Naturally, people always wonder why this cycling out is recommended…especially those of us with large quantities stored. (It’s no cheap endeavor.) Here are some reasons why I do it yearly:
- Cycling out my water ensures the integrity of my water. I like to save money everywhere I can, but on matters of sustaining life and ensuring critical functionality in crises I will not scrimp. Over the last few years, I have come across a handful of individuals who thought that their water storage was in perfectly consumable condition only to discover their storage had turned to non-potable quality. Some of the bung seals had cracked due to improper application, a non-secured seal, or poor protection from environmental elements. Another culprit was unauthorized access by a curious household member. This person had opened up the container and closed it, essentially cross-contaminating the water and not informing anyone. Tisk, tisk, tisk.
Use the water you are cycling out to run through your water purifier/filter & drink it, water the garden, wash the car, rinse off garden tools, hydrate & wash the pets, or re-allocate that water as general-use storage and fill a new drinking water storage container to build up your supply!

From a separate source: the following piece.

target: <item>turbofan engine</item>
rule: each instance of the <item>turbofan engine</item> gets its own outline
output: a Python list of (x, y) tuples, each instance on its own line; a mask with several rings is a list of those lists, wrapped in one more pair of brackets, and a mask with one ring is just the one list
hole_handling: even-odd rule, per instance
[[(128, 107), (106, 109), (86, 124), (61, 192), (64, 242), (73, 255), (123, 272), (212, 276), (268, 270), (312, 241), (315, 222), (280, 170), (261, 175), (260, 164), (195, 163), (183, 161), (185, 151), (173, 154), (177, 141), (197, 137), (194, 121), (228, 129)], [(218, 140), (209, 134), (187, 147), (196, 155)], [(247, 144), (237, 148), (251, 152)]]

- “Take care of your tools & they’ll take care of you.” This is a no-brainer and the primary reason that many of us like to “rough-it” every once in a while. I like spontaneous camp outs in the back yard or somewhere locally to test out gear and ensure its deliverability. This also gives others within my family (or group) a chance to learn, test, and socialize. Most importantly, it has helped me refine gear or methods for future applications. I have discovered gear that I will not purchase again and recommend that others avoid acquiring. I have also discovered products that required more frequent inspection, such as my Coleman grill/stove combo. One of the O-rings had to be replaced and I had not noticed it after I had previously used then stored it. Lesson learned.

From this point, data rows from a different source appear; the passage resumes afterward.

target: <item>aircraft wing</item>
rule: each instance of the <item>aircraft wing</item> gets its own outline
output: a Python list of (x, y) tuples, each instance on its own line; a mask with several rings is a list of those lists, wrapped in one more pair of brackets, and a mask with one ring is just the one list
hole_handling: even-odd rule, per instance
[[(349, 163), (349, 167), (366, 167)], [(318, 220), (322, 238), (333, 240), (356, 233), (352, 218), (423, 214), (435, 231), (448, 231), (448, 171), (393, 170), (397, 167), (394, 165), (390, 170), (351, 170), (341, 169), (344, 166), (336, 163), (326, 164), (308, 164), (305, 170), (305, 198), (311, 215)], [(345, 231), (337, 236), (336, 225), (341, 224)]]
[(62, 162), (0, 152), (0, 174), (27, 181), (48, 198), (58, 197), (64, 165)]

- Habits are formed through repeated action. My wife and I have three wonderful children who are eager to see & do almost anything that they observe us doing. Our boy Joshua absolutely loves helping me break-down tools to clean, inspect, and oil them, so do our two daughters. It’s more than neat to then watch them internalize those principles and do the same to their toys and tools. We all enjoy the same excitement when we get together in the kitchen or go pick fruits/vegetables from the yard. Beyond the individual discipline that I need by forming healthy habits, these behaviors become a legacy-mindset to our posterity & like-minded friends. I learn directly from observing others as well. One of the greatest joys of life is the bonding that emerges as individuals participate in collective learning experiences.
Clearly, the reasons for cycling out my drinking water storage are based on principles that extend far beyond that commodity. I approach Self-Reliance with the idea that principles & laws found in nature extend into all aspects of Life. Our challenge is to adapt & apply those guiding lights to the particular project(s) we presently pursue…and then share them.